The absence of shareholder voting rights in Snap Inc.'s recent IPO has large institutional investors and asset managers gearing up for a battle they hope will prevent a war from erupting among future corporate issuers.
“There is a line in the sand, and Snap crossed it. We don't want Snap to set a precedent,” said Aeisha Mastagni, portfolio manager with the $196.4 billion California State Teachers' Retirement System, West Sacramento. Anne Sheehan, CalSTRS' director of corporate governance, said that while CalSTRS and other large investors have been critical of dual-class shares elsewhere, the Snap IPO was the “spark that raised the discussion to a new level.”
The $3.4 billion March 2 initial public offering for the parent company of Snapchat — the disappearing photo, video and messaging app — made it the first U.S. company in recent history to go public with non-voting shares, with its two young co-founders retaining more than 90% of voting power.
Leading the charge against trimming or eliminating public shareholder voting rights is the Washington-based Council of Institutional Investors, representing $3 trillion in combined assets and 120 members, including CalSTRS, the $311 billion California Public Employees' Retirement System and other large public pension funds, plus 50 money manager associate members that manage more than $20 trillion in assets.
In a Feb. 3 letter to Snap Inc. co-founder and Chairman Michael Lynton, CII Executive Director Ken Bertsch and 18 CII members acknowledged that in recent years, “some young companies with dynamic leadership and promising products, like Snap, have attracted capital on public markets” despite having dual-class structures.
“However, the performance record of dual-class companies is decidedly mixed in the long run and even in the medium term,” the CII letter said. “Some companies lacking effective accountability to owners do soar for a time, but others crash and burn, and still others pursue mistaken strategies for far too long.”

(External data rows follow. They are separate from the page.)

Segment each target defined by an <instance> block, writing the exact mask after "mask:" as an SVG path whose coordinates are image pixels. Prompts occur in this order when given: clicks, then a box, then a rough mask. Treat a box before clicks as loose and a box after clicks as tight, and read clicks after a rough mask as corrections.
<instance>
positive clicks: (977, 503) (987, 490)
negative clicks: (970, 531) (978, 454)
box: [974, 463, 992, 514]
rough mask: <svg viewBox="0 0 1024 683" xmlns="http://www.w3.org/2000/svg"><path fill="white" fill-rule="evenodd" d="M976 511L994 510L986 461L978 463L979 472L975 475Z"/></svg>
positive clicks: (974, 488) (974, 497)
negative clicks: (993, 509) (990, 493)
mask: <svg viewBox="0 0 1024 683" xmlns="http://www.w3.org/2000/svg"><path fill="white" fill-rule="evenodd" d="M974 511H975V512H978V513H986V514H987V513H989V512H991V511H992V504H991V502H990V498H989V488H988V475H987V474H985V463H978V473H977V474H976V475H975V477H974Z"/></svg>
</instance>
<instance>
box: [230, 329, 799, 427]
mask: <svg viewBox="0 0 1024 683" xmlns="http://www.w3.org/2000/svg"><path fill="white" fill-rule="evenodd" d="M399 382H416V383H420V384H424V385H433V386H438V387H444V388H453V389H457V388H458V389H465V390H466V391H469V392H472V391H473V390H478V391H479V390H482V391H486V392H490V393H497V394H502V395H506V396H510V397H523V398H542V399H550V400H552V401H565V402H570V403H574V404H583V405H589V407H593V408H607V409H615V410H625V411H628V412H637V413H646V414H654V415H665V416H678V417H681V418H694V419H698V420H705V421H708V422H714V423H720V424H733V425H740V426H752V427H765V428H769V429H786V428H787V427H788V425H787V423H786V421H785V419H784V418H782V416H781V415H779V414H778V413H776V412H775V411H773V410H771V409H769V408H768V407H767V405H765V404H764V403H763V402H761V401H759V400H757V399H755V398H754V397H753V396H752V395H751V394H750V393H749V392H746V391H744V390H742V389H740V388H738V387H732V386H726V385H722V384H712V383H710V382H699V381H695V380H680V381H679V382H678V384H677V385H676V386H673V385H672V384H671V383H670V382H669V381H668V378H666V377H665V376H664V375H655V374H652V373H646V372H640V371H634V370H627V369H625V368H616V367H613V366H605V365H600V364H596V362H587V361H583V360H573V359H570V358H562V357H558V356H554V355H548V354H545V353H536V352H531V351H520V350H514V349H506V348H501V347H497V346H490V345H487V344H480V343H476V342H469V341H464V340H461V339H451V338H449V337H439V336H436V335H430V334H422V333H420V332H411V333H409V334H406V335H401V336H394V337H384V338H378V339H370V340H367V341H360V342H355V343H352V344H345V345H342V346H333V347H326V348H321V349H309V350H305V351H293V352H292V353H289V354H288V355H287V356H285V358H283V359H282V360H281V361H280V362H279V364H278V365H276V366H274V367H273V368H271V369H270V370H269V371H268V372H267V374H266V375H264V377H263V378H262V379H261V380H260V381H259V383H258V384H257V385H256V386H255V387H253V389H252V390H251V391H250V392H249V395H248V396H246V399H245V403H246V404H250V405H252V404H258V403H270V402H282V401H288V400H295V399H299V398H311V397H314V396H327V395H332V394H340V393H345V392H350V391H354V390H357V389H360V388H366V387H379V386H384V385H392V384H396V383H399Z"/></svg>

Mr. Lynton responded, saying the structure, “which prolongs our ability to remain a founder-led company, will maximize our ability to create stockholder value.” Much of the company's success so far, he argued, “is due to the founders' leadership, creative vision and management abilities,” and the board structure calls for a majority of independent directors. While the offering is now in a quiet period, Mr. Lynton promised to meet later with CII to discuss corporate governance and stockholder engagement.